# Phil Thomas - Tug book author



## jimbo35 (Jan 24, 2006)

Whilst searching for photographs of the Lawson-Batey (old Tyne tug) "Joffre"
I found a reference to "Phil Thomas, a noted author of books on Tugs" who evidently has published one that includes photos of the Hendon and Joffre, seen lying at the breaker’s yard of R W MacLennan at Bo’ness 38 years ago.

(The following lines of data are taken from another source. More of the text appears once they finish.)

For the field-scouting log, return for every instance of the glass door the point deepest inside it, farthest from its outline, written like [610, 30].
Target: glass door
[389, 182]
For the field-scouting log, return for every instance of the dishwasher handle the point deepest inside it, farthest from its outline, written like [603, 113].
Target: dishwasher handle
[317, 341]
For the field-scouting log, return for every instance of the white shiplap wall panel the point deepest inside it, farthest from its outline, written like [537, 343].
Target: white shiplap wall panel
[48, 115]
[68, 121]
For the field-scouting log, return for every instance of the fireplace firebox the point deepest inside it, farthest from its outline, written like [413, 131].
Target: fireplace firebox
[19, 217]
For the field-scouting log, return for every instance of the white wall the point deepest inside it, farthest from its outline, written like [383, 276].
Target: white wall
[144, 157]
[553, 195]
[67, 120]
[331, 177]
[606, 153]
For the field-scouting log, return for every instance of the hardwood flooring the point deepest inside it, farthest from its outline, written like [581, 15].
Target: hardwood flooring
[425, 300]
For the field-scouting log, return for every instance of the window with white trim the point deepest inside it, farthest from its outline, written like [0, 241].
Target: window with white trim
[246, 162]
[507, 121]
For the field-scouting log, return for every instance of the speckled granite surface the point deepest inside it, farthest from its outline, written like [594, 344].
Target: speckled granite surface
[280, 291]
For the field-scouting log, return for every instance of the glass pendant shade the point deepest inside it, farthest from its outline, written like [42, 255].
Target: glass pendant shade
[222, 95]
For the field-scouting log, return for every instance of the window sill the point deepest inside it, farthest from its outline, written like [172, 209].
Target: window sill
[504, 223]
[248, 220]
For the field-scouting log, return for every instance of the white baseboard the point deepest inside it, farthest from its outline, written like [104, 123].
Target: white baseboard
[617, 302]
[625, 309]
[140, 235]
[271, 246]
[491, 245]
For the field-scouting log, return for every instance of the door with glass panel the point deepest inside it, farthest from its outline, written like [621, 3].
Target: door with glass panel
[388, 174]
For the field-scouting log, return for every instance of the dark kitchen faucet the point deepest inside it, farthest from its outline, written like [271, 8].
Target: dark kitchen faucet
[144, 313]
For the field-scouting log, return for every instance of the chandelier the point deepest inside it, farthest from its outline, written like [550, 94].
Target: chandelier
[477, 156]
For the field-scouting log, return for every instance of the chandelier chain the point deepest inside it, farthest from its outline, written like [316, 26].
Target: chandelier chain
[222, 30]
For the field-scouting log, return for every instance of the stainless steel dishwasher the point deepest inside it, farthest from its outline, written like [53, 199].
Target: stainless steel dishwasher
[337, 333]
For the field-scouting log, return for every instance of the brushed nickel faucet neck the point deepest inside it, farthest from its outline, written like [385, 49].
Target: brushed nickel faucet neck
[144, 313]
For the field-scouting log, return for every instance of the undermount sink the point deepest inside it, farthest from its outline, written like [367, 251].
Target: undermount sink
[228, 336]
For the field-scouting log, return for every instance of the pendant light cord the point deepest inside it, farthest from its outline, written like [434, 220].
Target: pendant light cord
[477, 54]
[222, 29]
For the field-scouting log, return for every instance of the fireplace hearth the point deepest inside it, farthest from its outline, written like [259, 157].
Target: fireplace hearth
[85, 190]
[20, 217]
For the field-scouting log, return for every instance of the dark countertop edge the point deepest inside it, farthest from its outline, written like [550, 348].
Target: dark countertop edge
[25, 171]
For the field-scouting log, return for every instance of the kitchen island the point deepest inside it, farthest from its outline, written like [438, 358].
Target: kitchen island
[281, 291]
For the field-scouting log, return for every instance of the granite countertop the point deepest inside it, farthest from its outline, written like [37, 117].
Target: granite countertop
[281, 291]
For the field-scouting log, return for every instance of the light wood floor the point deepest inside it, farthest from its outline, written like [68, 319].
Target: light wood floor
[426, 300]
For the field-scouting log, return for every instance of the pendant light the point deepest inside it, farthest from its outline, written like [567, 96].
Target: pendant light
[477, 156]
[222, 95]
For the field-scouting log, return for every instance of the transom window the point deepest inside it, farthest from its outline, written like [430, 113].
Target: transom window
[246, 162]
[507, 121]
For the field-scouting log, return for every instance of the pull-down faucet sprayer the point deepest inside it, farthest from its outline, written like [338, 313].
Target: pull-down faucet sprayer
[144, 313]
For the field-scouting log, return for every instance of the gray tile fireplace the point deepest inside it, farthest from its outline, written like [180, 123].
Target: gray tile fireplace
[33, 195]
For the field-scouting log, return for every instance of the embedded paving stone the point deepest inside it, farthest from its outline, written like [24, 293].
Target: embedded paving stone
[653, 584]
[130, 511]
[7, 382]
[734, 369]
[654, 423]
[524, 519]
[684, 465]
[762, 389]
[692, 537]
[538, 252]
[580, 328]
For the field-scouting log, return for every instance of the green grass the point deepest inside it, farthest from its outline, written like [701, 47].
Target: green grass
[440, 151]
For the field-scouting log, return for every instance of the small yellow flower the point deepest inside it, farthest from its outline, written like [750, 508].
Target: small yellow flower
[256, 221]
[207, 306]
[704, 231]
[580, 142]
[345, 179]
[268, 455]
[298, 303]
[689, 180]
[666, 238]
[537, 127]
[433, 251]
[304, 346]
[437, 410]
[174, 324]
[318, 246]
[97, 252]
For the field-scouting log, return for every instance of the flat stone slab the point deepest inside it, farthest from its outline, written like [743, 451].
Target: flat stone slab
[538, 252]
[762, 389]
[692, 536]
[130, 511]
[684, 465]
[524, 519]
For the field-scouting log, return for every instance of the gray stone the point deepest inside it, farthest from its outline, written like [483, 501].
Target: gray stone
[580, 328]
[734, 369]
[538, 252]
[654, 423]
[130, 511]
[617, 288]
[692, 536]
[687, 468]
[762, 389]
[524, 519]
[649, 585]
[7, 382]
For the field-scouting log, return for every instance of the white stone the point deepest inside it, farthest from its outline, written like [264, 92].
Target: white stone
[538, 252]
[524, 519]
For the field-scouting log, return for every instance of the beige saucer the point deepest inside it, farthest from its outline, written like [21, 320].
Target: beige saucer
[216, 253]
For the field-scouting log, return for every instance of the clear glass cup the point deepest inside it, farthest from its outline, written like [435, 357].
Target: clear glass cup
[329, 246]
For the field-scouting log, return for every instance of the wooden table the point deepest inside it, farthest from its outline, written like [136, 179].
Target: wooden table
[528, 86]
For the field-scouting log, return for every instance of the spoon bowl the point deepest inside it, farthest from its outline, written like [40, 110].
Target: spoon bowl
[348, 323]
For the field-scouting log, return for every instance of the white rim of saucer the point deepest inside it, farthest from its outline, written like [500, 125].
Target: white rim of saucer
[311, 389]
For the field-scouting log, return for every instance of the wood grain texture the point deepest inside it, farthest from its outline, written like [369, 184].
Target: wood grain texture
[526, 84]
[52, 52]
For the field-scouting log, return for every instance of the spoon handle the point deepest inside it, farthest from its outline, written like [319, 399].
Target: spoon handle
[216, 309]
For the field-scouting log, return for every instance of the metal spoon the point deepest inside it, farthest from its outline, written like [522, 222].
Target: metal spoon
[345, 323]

I'd dearly like to get my hands on the one of the Joffre, so if anyone reading this has heard of Phil & has contact details, please let me know.


----------



## danube4 (Aug 20, 2005)

Jimbo35, The book you refer to is, "British Steam Tugs" by P.N Thomas. £24.95. First published 1983. Reprint 1997. Exelent pics and drawings, from 
first official tug, built 1818.
There is a coloured drawing, and detailed plan of Joffre. also pic of Hendon, but not together. No pic of Joffre. I do'nt think I can put them on site. copyright. If you want them, send me your e/mail an I will send them to you.
If you are looking for any others, and i have them, you are welcome.
Barney.


----------



## GALTRA (Mar 7, 2006)

Sad to inform you Jimbo 35 that Phil passed away some years ago, but I would think his book is still available, well worth getting, he put a lot of research into it. Charley


----------



## Santos (Mar 16, 2005)

Jimbo

There is a nice picture of Joffre at the following :-

http://www.clydesite.co.uk/clydebuilt/viewship.asp?id=20217

Regards

Chris


----------



## danube4 (Aug 20, 2005)

Sorry to hear Phil Thomas has passed away. If you want to know anything about tugs, this is the book. British Steam Tugs.
There are two other books by P.N.Thomas. British Ocean Tramps Vol 1. Builders & Cargoes. ISBN O 905184 13 0. 154 pages.
British Ocean Tramps Vol 2. Owners & Their Ships. ISBN 0905184 14 9.
182 pages. You can get his Tug Book from the library. I did. I think they have the others.
Barney.


----------



## ray1buck1 (Sep 4, 2005)

Jimbo
Have you seen the publication on Tugs Entitled there is a photograph of the "Joffre" in both sections Lawsons and Lawson Batey
“150 Years of the Maltese Cross” The story of the Tyne Blyth & Wear Tug companies, By John H Proud. Isbn 0952272105
I posted this some time ago on this siteRay
Ray


----------



## Kaskazi (Sep 20, 2006)

Have you seen this awful photo of what I presume was the 1925 grounding incident
http://www.tugtalk.co.uk/images//2004/08/47722.jpg

Notes at TugsList say
1925 -xx/05: ran ashore off Start Point, near Bolt Head, Devon, in the English Channel, on a voyage from Falmouth to Antwerp
1925 -xx/05: refloated by ex German tug TROVER and beached at Salcombe, later towed to Falmouth (GBR)
1925 -xx/06: towed to Tyne for repair, recommissioned in september

Oh - and Hendon may be seen at 
http://www.tugtalk.co.uk/images//2004/07/46136.jpg


----------